La fin de non-recevoir de la médiation qatari par le président syrien « pour des réformes politiques » a marqué une rupture totale entre les deux régimes. Et Doha se livre alors à un combat diplomatique pour contribuer à faire chuter Al-Assad. Un combat qui prenait plutôt, selon des observateurs, « un caractère personnel ».

Les Emirats arabes unis ont profité de leur présidence tournante de la Ligue arabe, pour tenter de forcer les événements, entraînant l’ensemble des pays de la Ligue à exclure la Syrie de l’organisation panarabe.

Prenant la tête du Groupe d’amitié pour le peuple syrien et multipliant les initiatives diplomatiques, Doha a appelé à sanctionner le régime d’Al-Assad et devient la première capitale à demander ouvertement l’envoi de troupes pour « mettre un terme au bain de sang ».

Le soutien militaire et financier déclaré qu’apporte le Qatar aux révolutionnaires syriens suscite aussi la méfiance. D’une part, il donne à Doha plus de poids et en fait un acteur principal dans la résolution de cette crise. D’autre part, Doha, soutenant le Conseil national syrien dominé par les Frères musulmans, comme il l’a fait auparavant avec les courants islamistes, durant les révolutions en Tunisie, en Egypte, en Libye et au Yémen, jette aussi le doute sur la nature du projet qui anime son action.

« Je ne travaille pas comme ça »

Lakhdar Brahimi, représentant spécial conjoint des Nations-Unies et de la Ligue arabe pour la crise en Syrie, vient d’afficher son mécontentement, avant de partir la semaine dernière à Damas, contre les ingérences du Qatar qui commencent à le gêner dans sa mission. « Je ne travaille pas comme ça.
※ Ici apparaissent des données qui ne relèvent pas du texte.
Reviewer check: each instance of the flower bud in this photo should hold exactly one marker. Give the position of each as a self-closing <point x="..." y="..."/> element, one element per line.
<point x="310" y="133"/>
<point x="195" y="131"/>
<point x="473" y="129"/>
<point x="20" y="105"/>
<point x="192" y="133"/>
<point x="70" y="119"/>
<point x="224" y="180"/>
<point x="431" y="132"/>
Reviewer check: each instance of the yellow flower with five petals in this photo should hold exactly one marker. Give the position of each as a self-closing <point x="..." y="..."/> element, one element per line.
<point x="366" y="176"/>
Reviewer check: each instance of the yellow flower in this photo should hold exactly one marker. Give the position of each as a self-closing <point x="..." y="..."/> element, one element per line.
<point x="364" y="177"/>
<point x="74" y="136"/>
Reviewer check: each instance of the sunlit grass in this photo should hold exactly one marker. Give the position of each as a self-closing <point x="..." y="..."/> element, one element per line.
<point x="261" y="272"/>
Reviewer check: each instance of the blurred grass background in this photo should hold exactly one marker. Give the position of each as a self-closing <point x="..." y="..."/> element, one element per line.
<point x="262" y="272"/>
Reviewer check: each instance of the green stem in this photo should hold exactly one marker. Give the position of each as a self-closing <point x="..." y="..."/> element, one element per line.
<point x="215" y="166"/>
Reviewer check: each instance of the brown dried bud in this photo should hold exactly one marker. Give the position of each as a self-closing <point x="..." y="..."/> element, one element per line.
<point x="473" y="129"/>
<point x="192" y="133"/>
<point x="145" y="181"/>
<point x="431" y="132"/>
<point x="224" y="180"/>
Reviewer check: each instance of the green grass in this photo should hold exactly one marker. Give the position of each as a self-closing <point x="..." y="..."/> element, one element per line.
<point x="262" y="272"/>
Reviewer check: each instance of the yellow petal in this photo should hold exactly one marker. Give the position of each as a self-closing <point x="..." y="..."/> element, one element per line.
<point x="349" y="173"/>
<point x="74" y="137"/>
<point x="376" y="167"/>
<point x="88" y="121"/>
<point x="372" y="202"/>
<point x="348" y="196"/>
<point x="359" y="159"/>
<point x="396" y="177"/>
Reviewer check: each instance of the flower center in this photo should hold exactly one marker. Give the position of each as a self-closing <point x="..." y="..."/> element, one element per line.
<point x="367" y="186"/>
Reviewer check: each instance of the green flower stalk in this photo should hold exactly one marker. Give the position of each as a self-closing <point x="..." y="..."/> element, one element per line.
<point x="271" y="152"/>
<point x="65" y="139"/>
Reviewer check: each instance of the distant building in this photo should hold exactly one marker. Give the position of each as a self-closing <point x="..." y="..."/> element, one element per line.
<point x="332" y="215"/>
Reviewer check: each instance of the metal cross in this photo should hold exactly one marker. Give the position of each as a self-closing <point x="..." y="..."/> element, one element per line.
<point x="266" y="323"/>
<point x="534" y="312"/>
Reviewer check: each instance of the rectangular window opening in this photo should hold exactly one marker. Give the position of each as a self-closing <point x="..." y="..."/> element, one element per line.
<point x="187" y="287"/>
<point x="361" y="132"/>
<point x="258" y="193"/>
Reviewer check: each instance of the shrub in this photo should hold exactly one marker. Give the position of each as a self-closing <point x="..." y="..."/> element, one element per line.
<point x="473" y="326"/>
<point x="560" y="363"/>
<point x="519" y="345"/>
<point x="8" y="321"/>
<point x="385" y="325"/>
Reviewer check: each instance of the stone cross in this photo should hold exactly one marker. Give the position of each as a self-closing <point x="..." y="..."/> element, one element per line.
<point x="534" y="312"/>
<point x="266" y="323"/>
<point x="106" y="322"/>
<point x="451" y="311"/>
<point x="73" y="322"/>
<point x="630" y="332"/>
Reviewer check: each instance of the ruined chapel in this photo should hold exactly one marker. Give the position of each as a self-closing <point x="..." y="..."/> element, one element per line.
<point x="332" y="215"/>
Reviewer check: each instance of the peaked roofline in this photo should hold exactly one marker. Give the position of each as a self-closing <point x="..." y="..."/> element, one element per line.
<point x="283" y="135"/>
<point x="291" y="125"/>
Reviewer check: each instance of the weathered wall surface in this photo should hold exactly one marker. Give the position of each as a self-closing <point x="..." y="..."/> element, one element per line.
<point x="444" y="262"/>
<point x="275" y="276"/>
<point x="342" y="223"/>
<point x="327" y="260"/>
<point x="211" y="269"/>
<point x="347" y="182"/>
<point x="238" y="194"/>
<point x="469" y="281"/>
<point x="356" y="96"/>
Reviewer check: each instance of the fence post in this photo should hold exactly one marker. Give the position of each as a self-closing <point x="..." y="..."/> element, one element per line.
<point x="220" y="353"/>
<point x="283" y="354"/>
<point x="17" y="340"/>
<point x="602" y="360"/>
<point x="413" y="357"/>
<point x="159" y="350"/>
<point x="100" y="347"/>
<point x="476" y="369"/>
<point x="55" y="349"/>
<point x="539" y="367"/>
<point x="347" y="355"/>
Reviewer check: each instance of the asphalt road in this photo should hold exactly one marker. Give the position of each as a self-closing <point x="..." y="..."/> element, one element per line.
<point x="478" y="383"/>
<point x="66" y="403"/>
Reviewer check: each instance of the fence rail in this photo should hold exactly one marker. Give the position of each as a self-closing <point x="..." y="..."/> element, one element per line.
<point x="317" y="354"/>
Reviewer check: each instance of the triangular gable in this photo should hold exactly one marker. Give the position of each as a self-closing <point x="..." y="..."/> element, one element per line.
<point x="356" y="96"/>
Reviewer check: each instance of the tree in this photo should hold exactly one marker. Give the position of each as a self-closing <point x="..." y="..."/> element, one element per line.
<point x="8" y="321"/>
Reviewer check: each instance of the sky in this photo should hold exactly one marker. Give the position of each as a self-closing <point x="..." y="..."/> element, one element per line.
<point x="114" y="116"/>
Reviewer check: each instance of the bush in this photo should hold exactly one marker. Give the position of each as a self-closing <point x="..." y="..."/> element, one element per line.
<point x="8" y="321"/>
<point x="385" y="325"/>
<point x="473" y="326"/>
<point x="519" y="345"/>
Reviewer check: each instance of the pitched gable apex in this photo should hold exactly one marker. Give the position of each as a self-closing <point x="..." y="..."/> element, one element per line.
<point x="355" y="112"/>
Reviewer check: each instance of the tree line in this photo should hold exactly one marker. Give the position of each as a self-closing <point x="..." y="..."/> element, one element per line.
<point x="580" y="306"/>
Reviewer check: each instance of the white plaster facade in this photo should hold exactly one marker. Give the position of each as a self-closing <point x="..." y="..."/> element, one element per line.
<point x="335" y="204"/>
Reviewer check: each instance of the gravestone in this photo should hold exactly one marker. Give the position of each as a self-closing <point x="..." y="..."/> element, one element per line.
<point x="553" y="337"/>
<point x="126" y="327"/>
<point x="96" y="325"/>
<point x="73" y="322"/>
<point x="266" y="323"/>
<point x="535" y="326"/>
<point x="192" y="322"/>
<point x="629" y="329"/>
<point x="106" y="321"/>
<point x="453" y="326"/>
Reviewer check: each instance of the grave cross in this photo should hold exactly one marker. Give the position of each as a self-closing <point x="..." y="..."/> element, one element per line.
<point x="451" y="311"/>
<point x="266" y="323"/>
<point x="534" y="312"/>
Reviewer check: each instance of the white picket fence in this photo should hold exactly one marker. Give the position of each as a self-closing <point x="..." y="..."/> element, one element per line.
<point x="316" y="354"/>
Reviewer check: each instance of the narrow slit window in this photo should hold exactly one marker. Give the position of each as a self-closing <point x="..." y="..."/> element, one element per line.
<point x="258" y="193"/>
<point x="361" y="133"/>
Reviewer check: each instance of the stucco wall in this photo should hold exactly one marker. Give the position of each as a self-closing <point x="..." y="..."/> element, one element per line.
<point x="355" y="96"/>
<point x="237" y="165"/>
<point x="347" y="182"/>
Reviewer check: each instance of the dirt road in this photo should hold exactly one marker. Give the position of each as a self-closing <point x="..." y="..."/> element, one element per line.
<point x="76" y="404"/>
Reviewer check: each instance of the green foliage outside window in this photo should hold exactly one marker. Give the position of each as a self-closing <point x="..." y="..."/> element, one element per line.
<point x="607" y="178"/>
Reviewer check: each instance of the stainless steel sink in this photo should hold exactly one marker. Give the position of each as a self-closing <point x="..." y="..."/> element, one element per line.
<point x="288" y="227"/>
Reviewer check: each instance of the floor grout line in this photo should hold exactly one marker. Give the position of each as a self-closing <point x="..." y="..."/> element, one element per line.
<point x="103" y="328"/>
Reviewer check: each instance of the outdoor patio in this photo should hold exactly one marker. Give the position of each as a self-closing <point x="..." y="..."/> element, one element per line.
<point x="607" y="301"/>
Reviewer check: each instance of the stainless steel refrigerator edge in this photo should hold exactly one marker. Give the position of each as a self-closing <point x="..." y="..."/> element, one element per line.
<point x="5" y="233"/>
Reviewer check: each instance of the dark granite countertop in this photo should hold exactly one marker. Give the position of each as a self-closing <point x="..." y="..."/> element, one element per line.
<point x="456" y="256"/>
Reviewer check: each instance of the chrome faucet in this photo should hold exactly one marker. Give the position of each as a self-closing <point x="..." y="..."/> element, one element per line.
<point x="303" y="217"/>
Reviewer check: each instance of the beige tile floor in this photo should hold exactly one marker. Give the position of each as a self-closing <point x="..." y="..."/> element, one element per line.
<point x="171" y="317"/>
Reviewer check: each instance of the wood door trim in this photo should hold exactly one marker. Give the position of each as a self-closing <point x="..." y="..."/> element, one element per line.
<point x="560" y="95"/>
Je suis l’envoyé personnel du secrétaire général de l’Onu, et ne veux pas qu’on me fixe des limites », a-t-il dit, affichant un grand « non », aux principales exigences de Hamad Ben Jassem de fixer une date limite à sa mission.

« Il est clair que l’objectif de ce groupe de contact de commencer par les négociations avec le régime de Bachar Al-Assad n’était pas au goût du Qatar. Doha est contre toute intervention pacifique à Damas. Il veut à tout prix mener une intervention militaire, comme en Libye », dit Mohamad Al-Saïd Idris, au Centre des Etudes Politiques et Stratégiques (CEPS) d’Al-Ahram.

Pour le politologue, afin d’atteindre cet objectif, « le Qatar s’est mis à faire échouer toute tentative arabe et faire la propagande de l’échec de la mission de Brahimi, pour déférer le dossier syrien au Conseil de sécurité ».

A Damas comme ailleurs, le moteur de l’action de cette monarchie reste douteux. Depuis 2010, le Qatar est devenu l’un des médiateurs diplomatiques les plus actifs du monde arabe. Au Liban, au Soudan, en Palestine ... Doha a multiplié les initiatives. Il a accueilli également des conférences portant sur de grands enjeux internationaux.

Sa chaîne satellite Al-Jazeera joue toujours un rôle de premier plan dans la politique régionale. En 2011, avec le déclenchement du Printemps arabe, le Qatar abandonne son rôle de médiation pour devenir le sponsor des révolutions en présentant toutes sortes de soutien financier, militaire et médiatique. Pour placer enfin ses investissements au service des nouveaux régimes.

Abritant El-Oudeid, le plus grand dépôt d’armes américaines à l’étranger, le Qatar est toutefois accusé d’appliquer l’agenda américain dans la région et de jouer son rôle par agence, en lui donnant une couverture arabe.